Wednesday 6 July 2011

Review: Sherlock

Sherlock (2010)

 When I heard that Steven Moffat and Mark Gatiss were making a new series about Sherlock Holmes set in the 21st century, I steeled myself to be bitterly disappointed.  From the start it looked and sounded like one of those horrible "reimaginings" that one unimaginative filmmaker and television producer after another have inflicted upon the long-suffering public as if punishing them for daring to love the original versions. I could see a dozen ways in which this series could have failed and a dozen more reasons why they should never have tried in the first place.

Imagine my surprise, therefore, when I slumped in front of the talking aquarium expecting the worst and found my predictions proven utterly wrong.  Believe it or not, Sherlock not only works, it works beautifully in a way that pleases even the fussiest Holmesian puriest– that is, me.

Moffat and Gatiss said it best in an interview that they did for the DVD release where they explained that what they were trying to do is repeat what Universal did with Holmes and Watson during the Second World War.  Partly to allow Holmes to help fight the Nazis and mainly to create a film series on a B-movie budget, Universal shifted 221B Baker Street from the age of Queen Victoria into that of King George VI.  And it worked.  By retaining the essential characters of Holmes and Watson while altering only those elements needed to update them, Universal (helped by the inestimable talents of Basil Rathbone and Nigel Bruce) made Holmes a modern day creature and not an anachronism that had lived beyond its time.  Indeed, the Rathbone/Bruce series is to this day recognised as the single most successful adaption of the Arthur Conan Doyle stories to the screen.  Moffat and Gatiss's wanted to do the same thing for Holmes in the 21st century.

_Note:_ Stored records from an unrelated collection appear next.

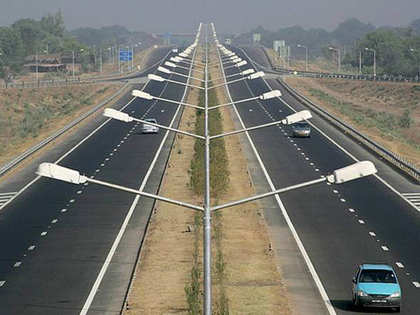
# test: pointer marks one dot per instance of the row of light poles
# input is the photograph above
(229, 60)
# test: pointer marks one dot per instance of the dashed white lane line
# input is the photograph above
(399, 265)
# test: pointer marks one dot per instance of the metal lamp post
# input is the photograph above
(338, 57)
(306, 49)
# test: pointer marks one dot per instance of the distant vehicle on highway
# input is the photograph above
(301, 129)
(149, 128)
(376, 285)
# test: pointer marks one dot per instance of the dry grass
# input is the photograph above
(374, 108)
(28, 116)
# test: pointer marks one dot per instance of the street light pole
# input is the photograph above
(338, 57)
(374, 59)
(306, 49)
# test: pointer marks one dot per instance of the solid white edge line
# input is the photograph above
(317, 280)
(111, 253)
(340, 147)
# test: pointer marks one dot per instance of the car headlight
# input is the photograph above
(361, 293)
(396, 294)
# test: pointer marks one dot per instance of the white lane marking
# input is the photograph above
(399, 264)
(5, 197)
(94, 289)
(301, 247)
(68, 152)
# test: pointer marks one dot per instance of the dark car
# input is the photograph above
(301, 129)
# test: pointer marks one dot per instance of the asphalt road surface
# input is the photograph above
(341, 226)
(56, 236)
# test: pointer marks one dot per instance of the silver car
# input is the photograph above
(301, 129)
(149, 128)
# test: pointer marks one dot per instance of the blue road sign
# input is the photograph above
(126, 55)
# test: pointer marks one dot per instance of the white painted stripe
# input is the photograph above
(400, 265)
(68, 152)
(9, 193)
(302, 249)
(349, 154)
(117, 240)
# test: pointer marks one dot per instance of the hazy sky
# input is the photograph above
(228, 15)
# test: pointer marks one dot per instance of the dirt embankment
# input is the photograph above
(387, 112)
(28, 116)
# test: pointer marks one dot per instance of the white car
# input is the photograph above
(149, 128)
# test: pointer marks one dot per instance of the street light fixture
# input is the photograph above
(306, 49)
(374, 59)
(155, 77)
(338, 57)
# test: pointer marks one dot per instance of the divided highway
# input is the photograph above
(340, 226)
(56, 236)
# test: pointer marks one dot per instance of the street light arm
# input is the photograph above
(58, 172)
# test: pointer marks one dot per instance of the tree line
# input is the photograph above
(397, 48)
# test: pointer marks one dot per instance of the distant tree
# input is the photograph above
(351, 30)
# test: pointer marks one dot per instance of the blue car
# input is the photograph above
(376, 285)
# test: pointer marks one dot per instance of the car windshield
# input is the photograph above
(377, 275)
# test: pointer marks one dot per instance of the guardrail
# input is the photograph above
(393, 158)
(58, 133)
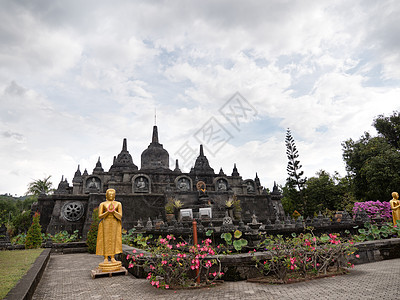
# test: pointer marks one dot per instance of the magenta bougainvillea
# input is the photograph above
(373, 208)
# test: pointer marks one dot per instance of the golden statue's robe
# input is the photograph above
(395, 205)
(109, 236)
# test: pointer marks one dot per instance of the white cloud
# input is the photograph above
(77, 77)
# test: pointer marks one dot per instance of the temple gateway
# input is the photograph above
(145, 192)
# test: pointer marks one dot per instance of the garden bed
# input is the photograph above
(295, 277)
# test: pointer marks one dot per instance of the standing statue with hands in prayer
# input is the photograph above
(109, 236)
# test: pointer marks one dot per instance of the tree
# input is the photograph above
(293, 167)
(327, 192)
(34, 235)
(373, 163)
(389, 128)
(293, 194)
(40, 186)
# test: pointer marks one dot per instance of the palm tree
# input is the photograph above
(40, 186)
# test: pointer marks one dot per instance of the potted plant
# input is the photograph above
(177, 206)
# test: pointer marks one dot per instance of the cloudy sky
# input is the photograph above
(76, 77)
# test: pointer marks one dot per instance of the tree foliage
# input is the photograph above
(293, 167)
(389, 128)
(293, 196)
(374, 162)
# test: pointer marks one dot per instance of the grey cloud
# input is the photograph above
(17, 136)
(14, 89)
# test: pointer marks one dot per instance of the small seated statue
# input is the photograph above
(109, 236)
(395, 206)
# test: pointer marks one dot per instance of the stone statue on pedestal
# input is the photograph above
(109, 237)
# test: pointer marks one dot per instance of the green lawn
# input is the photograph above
(13, 265)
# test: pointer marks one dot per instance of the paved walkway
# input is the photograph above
(68, 277)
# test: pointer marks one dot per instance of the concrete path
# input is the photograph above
(68, 277)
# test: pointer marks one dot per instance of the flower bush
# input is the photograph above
(304, 254)
(373, 208)
(168, 266)
(65, 237)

The result is nothing less than impressive.  The casting of Benedict Cumberbatch is inspired.   He's the best Holmes since Jeremy Brett and though his youthfulness may grate on those more used to middle-aged Sherlocks, people often forget that Holmes was only in his thirties when A Study in Scarlet was written.  Martin Freeman has a refreshing scepticism in his Watson and Moffat and Gatiss had a clever idea when they took the Watson who fought in Afghanistan in the 19th century and turned him into one who fought in Afghanistan in the 21st.  They even had a neat way of handling the knotty problem of where exactly Watson was wounded. Even 221B Baker street looks right, though they changed the location from the real baker Street, which is far too bustling today, to the quieter stand-in of North Gower Street.

 The three stories that make up season one are clever with the right mix of humour and suspense, though the new mysteries aren't up to the originals (Be fair, they never are).  Where Sherlock truly falls down is in the level it pitches at. Where the original stories were middlebrow affairs for a middle class audience, Sherlock is painfully lowbrow for whatever it is that the latest focus group says the BBC should aim at.   The other stumbling blocks are the stale homosexual jokes with the distinct smell of the last century, which mean that Sherlock sits on the depressingly long list of television shows that my daughter isn't allowed to watch yet. 

Better than the Guy Ritchie Sherlock Holmes, which kept the period but "re-imagined" Holmes, Watson and London out of all recognition, Sherlock will never replace the period versions, but it is an experiment that works and works very well.